The attack on Iraq has been a most Orwellian experience. Fortunately not that many people have been fooled. Observant citizens immediately understood that the reasons given for the attack were lies. Now even more people have begun to understand the depth of deception about the reality of the "Iraqi threat", not to speak of weapons of mass destruction.

Media Lens editors David Cromwell and David Edwards wrote recently: "... in the prelude to the US-led invasion and subsequent occupation to Iraq, a largely uncritical mass media has endlessly relayed US and UK government rhetoric, distortions and lies, while consigning great chunks of history and relevant context to Orwell's infamous 'memory hole'."

Cromwell and Edwards also wrote: "In a democratic society Blair would stand no chance of surviving such a severe abuse of power and people. Every single British and American soldier, and every single Iraqi, who lost his or her life in the war died because Bush and Blair lied." (Stenographers To Power, Media Lens, 19 June 2003)

Official Finland and the country's media are not beyond participating in these deceptions. Yet, there seems to be a difference. As far as I know, no British journalist has drawn any comparisons between Finnish and British political cultures after the Finnish Prime Minister resigned over matters related to the attack against Iraq. Anneli Jäätteenmäki resigned because she had been telling half-truths — if not lies — about how she obtained confidential information on her predecessor's talks with George W. Bush in Washington in December 2002. Jäätteenmäki — quite legitimately — was worried that Paavo Lipponen had been too accomodating towards Bush's intentions about Iraq.

In the end, Jäätteenmäki had to go. She realised that by her conduct she had lost the trust necessary to govern a country. Unlike Blair, however, she had not caused anybody's death.

In spite of Blair's irresponsible behaviour, there have not been serious demands for his resignation. Jäätteenmäki, on the other hand, resigned before anyone had actually demanded her resignation — although it was coming to that. In her resignation statement, she expressed belief in "the healing power of truth" and "democratic and open debate".

Compare this belief in "the healing power of truth" with what has been going on in Britain. Even the government-level dissidents have been behaving in a strange way. Clare Short added to the Orwellian lexicon a new concept, "honourable deception". Future historians will have fun with the concept.
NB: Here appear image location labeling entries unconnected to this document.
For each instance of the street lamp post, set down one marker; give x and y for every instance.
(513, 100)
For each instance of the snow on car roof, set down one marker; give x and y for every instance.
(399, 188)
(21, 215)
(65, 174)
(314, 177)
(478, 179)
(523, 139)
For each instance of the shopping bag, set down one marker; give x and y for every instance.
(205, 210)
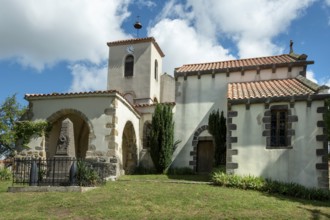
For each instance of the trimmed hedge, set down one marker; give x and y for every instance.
(269, 186)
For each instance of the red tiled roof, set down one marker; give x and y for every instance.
(269, 88)
(136, 41)
(55, 94)
(153, 104)
(231, 64)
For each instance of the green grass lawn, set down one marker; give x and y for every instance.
(133, 198)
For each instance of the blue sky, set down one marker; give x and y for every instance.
(60, 46)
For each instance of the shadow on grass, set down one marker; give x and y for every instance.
(314, 213)
(191, 177)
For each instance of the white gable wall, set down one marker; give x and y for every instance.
(143, 83)
(196, 98)
(296, 164)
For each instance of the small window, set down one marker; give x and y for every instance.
(129, 66)
(279, 127)
(156, 69)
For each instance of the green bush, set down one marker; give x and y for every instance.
(180, 171)
(245, 182)
(5, 174)
(269, 186)
(86, 176)
(142, 170)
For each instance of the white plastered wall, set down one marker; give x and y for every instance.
(125, 115)
(143, 83)
(196, 98)
(296, 164)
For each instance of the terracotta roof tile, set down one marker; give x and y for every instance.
(136, 41)
(55, 94)
(250, 62)
(153, 104)
(269, 88)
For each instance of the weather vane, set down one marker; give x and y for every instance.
(137, 26)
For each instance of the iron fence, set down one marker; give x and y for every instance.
(58, 171)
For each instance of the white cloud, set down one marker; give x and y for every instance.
(88, 78)
(251, 25)
(182, 44)
(145, 3)
(40, 33)
(311, 76)
(327, 2)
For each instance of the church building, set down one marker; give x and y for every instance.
(275, 125)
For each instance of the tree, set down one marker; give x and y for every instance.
(10, 112)
(217, 128)
(161, 137)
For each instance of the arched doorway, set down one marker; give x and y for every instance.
(81, 133)
(129, 150)
(205, 155)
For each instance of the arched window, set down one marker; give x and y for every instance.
(129, 66)
(156, 69)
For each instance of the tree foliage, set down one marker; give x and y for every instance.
(10, 112)
(217, 128)
(161, 137)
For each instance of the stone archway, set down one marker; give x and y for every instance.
(82, 131)
(202, 151)
(129, 149)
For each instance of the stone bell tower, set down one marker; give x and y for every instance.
(135, 68)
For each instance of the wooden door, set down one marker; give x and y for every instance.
(205, 156)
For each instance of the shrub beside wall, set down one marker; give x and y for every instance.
(269, 186)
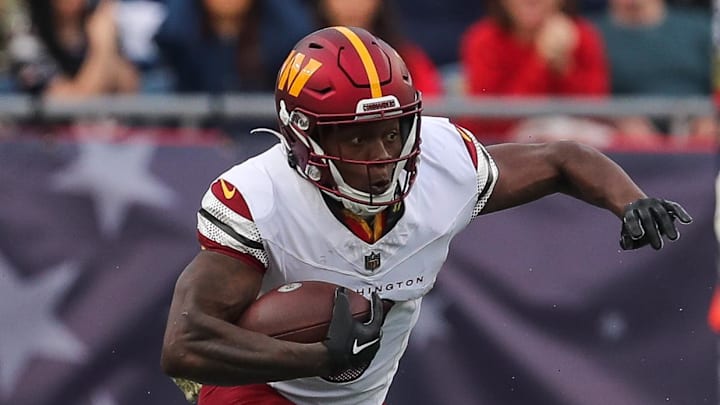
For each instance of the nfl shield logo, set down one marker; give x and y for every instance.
(372, 261)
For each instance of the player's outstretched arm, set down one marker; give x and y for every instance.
(528, 172)
(203, 344)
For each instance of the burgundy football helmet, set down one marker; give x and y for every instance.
(345, 75)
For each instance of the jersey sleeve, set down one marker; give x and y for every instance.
(485, 169)
(225, 225)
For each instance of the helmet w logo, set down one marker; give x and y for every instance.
(296, 72)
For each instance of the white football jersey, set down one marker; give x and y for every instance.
(264, 209)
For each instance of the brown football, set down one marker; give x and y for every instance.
(300, 312)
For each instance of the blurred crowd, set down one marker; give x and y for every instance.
(490, 48)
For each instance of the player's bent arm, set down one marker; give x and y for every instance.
(202, 343)
(530, 171)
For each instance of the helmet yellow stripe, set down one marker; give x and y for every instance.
(366, 59)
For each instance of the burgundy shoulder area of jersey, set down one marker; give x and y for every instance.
(212, 246)
(469, 142)
(229, 195)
It is true that many British commentators have been shocked by their government's behaviour — but there doesn't seem to be enough outraged commentary judging by the fact that normal political life seems to be continuing. Citizens should be furious, and maybe they are.

Yet, I get the feeling that British people have been confused by the Orwellian behaviour of the media. Neil Clark, for one, reminded his compatriots that they have been lied to before, in connection of NATO's bombardment of Serbia during the Kosovo crisis: "For amid the present furore over the no-show of Iraqi WMDs, let us remember that in Kosovo our humanitarian Prime Minister dragged this country into an illegal, US-sponsored war on grounds which later proved to be fraudulent." (How the battle lines were drawn, The Spectator, 14 June 2003)

However, because of media complicity, most Britons seem to be under the illusion that NATO attack was humanitarian in nature. Indeed, many people in Britain have been talking about the necessity to wage war to defend human rights. To these dinner party bombers I would say that the only morally credible stance would be to honestly declare one's own willingness to give one's life in defence of these rights. Without this kind of serious commitment sending others to their death is reprehensible. One may still end up supporting an illegal and immoral war but at least the mistake would be based on deeply felt principles, not off-hand remarks uttered while eating one's pudding.

Orwell had a lot say about personal responsibility. In his essay "Looking Back on the Spanish War". he seemed disgusted by attitudes towards war and suffering among comfortably living citizens. He was upset about how unaware the British and American intelligentsia were of the reality of war. Orwell warned against any attempts to romanticise a war: "The essential horror of army life (whoever has been a soldier will know what I mean by the essential horror of army life) is barely affected by the nature of war you happen to be fighting in."

A little bit later Orwell added in parenthesis: "People forget that a soldier anywhere near the front line is usually too hungry, or frightened, or cold, or, above all, too tired to bother about the political origins of the war." (Orwell in Spain, ed. by Peter Davison, Penguin Books 2001, p. 345.)

And this is only about soldiers. For many dinner party bombers, the civilian victims seem to be an acceptable price to pay, if the end seems good. Without any personal experience of suffering, they coolly count the (supposed) number of victims and declare that it has been tolerably small. And so it goes.